LYNDON B. JOHNSON: Assuming we do everything we can, to the extent of our resources, can we really have any assurance that we win? I mean, assuming we have all the big bombers and all the powerful payloads and everything else, can three Vietcong come in and tear us up and continue this thing indefinitely, and never really bring it to an end? That's one thing I want to look at. The second thing I want you to look at <...> can we really, without getting any further authority from the Congress, have all out support or sufficient, overwhelming support to work successfully, to fight successfully? <...> I don't know whether those men have ever thought, in making their calculations: One, whether we can win with the kind of training we have, the type of power. Ah, and two, I don't know whether they've taken into their calculations whether we can have united support here at home …

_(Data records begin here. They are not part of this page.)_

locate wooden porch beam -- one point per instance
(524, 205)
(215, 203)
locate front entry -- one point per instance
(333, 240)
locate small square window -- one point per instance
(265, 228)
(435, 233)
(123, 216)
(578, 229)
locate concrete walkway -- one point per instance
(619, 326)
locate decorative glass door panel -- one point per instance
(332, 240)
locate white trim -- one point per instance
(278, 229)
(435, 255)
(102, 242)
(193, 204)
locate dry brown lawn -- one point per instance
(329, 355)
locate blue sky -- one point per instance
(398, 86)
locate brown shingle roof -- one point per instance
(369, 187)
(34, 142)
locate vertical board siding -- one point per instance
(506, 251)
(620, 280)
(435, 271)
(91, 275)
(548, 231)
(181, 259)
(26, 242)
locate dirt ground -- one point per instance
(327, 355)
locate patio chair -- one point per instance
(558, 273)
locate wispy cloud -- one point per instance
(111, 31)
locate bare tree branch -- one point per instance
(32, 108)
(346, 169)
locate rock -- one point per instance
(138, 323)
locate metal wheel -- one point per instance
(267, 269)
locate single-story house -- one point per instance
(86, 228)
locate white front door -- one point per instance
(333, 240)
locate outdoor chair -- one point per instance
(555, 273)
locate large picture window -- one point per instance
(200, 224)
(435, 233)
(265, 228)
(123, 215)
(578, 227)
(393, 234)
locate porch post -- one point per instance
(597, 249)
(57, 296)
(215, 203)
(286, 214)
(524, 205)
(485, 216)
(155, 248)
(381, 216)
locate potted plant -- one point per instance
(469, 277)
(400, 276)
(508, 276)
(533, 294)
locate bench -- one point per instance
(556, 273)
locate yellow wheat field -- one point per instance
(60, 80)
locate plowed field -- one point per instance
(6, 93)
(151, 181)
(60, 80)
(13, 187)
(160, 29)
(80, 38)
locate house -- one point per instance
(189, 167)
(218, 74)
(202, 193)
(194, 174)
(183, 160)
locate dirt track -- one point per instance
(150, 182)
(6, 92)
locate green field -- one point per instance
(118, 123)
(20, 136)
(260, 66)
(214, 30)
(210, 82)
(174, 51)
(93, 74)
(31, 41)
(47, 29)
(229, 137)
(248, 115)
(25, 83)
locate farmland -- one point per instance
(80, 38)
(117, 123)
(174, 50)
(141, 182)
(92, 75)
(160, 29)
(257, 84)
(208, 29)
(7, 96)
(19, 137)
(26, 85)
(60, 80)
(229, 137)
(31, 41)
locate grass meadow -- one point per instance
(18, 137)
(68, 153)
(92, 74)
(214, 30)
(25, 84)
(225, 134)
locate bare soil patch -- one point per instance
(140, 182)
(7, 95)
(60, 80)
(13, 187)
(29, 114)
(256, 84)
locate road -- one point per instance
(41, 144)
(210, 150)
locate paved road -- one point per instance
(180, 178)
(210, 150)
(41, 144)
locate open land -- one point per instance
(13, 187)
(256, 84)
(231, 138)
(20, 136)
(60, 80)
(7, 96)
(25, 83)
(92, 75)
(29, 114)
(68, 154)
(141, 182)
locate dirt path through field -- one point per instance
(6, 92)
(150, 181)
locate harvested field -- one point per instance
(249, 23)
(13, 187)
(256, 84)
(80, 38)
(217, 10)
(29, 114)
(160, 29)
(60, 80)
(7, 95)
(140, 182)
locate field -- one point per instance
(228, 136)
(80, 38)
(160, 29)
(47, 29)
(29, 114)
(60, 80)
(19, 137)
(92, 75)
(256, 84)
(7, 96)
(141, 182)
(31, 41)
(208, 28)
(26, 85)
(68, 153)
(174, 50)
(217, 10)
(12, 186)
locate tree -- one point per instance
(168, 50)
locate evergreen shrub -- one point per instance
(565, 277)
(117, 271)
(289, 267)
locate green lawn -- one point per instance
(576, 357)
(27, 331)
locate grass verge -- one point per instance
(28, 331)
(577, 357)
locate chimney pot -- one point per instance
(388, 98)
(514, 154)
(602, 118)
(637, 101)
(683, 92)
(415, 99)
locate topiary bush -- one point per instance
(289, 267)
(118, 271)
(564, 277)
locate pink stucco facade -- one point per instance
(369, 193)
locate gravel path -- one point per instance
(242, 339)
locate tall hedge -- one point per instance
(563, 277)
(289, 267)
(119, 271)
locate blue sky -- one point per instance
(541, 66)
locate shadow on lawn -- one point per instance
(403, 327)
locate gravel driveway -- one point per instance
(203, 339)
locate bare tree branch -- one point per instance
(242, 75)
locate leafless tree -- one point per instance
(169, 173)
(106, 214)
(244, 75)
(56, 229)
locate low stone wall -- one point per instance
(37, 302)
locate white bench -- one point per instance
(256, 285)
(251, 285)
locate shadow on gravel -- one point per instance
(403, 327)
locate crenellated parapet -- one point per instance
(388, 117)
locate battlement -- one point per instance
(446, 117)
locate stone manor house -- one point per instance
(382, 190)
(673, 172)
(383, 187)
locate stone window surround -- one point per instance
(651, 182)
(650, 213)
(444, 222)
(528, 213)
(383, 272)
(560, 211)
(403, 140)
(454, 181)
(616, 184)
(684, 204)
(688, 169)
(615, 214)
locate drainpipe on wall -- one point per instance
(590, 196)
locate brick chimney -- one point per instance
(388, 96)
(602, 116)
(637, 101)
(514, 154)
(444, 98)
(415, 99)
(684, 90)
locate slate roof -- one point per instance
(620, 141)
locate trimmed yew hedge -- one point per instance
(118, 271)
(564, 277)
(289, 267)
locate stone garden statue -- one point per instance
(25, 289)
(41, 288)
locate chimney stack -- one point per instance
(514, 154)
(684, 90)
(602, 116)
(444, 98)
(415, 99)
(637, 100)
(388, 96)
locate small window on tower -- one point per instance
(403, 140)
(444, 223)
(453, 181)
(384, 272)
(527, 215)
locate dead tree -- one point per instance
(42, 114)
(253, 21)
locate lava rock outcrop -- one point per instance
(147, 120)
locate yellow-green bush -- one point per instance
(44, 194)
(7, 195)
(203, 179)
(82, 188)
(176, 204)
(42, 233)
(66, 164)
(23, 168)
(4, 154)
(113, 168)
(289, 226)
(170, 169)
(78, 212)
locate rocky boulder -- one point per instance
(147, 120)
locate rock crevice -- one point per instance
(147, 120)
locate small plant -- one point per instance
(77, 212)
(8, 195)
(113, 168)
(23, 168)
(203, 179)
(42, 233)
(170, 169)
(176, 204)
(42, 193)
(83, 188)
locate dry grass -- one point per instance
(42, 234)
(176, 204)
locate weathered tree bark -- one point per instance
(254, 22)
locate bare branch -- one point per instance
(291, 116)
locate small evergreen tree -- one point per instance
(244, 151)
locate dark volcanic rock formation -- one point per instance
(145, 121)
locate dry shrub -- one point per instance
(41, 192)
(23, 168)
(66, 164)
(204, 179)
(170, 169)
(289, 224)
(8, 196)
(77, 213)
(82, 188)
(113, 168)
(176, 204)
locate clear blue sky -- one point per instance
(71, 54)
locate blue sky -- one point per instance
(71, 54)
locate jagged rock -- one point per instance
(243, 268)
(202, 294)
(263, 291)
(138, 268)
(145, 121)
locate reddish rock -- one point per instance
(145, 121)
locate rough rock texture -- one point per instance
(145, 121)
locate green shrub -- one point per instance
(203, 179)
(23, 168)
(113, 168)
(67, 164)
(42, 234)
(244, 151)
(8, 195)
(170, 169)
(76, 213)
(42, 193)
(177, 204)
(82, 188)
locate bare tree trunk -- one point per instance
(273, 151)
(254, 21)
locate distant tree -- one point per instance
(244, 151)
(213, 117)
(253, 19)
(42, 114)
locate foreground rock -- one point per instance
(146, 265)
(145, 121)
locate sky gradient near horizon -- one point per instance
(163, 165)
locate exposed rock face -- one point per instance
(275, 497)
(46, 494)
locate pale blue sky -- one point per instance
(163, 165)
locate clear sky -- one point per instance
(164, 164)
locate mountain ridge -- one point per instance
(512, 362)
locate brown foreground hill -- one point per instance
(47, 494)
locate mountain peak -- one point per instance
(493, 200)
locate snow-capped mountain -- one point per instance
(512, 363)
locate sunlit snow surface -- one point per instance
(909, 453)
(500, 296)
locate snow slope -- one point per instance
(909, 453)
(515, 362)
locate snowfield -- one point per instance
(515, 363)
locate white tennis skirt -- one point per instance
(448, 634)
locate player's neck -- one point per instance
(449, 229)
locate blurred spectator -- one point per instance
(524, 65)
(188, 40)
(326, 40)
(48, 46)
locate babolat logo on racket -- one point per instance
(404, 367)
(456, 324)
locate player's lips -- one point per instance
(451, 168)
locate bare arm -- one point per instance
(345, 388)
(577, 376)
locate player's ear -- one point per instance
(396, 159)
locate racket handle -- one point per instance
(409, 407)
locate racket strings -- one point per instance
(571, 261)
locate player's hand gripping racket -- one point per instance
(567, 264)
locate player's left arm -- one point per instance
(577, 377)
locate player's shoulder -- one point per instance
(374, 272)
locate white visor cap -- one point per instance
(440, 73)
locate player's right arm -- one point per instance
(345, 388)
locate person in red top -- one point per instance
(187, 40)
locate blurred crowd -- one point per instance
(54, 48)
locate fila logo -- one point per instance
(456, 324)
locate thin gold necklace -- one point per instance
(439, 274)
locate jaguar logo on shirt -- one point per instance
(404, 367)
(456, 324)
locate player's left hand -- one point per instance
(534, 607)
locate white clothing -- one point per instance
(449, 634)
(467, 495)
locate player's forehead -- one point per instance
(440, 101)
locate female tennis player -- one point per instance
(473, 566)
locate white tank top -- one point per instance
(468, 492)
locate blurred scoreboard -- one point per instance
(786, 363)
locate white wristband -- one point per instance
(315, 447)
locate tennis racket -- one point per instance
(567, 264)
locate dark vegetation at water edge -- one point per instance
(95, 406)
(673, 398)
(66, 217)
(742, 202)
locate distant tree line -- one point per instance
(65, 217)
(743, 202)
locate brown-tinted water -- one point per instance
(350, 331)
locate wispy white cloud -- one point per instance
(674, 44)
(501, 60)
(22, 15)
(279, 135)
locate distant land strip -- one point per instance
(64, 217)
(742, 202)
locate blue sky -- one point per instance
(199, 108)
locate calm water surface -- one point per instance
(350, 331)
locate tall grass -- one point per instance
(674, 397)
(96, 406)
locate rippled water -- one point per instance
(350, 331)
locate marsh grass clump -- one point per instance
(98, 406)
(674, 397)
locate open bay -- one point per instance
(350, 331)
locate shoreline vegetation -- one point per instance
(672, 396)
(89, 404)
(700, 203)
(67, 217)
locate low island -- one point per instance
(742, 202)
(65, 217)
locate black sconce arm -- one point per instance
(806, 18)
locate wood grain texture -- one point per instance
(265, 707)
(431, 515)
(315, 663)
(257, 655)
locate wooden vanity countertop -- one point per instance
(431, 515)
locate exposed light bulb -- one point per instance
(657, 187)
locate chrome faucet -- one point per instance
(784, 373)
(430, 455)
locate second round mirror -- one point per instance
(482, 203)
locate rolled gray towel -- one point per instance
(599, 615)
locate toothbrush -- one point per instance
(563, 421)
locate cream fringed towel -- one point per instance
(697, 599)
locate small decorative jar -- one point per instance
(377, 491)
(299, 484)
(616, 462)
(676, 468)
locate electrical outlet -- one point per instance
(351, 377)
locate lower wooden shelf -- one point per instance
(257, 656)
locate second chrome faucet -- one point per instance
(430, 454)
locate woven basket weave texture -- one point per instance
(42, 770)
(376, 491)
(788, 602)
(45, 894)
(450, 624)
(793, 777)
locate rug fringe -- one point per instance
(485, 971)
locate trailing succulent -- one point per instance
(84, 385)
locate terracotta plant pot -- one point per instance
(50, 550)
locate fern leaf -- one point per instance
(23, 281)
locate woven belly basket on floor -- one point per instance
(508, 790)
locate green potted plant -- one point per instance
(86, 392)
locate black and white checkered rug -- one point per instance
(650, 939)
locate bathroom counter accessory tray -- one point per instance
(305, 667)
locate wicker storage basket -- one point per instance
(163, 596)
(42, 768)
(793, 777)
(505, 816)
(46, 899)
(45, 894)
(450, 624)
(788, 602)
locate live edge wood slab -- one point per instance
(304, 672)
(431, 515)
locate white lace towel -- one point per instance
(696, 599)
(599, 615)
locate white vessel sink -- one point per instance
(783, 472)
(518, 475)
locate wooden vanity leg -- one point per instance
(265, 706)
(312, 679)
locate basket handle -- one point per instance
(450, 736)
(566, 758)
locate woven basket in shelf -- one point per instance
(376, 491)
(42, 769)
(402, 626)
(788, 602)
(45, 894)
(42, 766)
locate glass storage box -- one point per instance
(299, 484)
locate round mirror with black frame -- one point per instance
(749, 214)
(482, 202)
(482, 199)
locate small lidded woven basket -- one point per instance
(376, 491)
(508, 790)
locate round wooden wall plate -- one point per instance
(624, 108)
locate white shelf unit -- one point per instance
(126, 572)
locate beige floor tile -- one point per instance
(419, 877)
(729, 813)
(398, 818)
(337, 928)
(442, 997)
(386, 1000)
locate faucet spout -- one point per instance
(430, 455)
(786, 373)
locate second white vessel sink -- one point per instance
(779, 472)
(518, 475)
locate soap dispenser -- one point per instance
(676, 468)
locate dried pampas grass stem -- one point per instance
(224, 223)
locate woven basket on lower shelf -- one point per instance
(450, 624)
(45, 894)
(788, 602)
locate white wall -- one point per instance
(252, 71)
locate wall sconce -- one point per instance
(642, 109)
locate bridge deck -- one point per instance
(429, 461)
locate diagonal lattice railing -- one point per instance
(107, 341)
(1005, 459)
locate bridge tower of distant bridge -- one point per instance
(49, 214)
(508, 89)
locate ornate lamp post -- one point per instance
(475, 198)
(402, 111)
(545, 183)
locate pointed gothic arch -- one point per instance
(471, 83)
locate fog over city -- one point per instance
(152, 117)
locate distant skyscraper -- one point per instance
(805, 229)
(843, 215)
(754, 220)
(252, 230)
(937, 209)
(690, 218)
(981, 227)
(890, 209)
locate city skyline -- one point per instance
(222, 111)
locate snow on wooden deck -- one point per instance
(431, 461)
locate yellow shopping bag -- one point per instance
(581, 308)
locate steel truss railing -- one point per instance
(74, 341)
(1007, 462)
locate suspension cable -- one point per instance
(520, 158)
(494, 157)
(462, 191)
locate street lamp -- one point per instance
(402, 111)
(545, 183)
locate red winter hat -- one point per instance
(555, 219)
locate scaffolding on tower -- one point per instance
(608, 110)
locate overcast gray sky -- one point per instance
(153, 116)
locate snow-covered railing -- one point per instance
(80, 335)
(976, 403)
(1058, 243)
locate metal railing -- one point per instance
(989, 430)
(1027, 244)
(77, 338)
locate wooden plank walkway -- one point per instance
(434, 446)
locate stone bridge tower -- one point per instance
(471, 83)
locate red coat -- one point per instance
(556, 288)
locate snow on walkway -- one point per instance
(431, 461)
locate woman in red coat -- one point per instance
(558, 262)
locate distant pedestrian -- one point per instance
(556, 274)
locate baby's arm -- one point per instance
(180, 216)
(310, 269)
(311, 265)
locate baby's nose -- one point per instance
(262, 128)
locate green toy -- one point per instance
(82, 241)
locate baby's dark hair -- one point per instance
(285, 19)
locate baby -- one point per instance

ROBERT MCNAMARA: I think Mr. President that, there are two thoughts on that. First, if we do go as far as my paper suggested, sending numbers of men out there, we ought to call up reserves. You have authority to do that without additional legislation. But I doubt that you would want to use it. Almost surely, if we called up reserves, you would want to go to the Congress to get additional authority. This would be a vehicle for joining together support. Now you would say, "Well, yes, but it also might lead to extended debate and divisive statements." I think we could avoid that. I really think if we were to go to the Clarks and the McGoverns and the Churches and say to them, "Now, this is our situation. We cannot win with our existing commitment. We must increase it if we're going to win, in this limited term that we define, in this limited way we define 'win,' it requires additional troops. Along with that approach, we are embarking upon or continuing this political initiative to probe for a willingness to negotiate a reasonable settlement here. And we ask your support under these circumstances." I think you'd get it from them under those circumstances. And that's a vehicle by which you both get the authority to call up the reserves and also tie them into the whole program.
I believe the above exchange implies even at that early date, McNamara never thought the Vietnam War was winnable except by using a very narrow definition of how winning could not be achieved, while he also proposed skirting critical debate.
My take on it is that McNamara is steering Johnson away from the American Peoples' best interests and toward those of the military industrial complex; of which former President Eisenhower warned against giving too much power whether "sought or unsought" in his farewell address.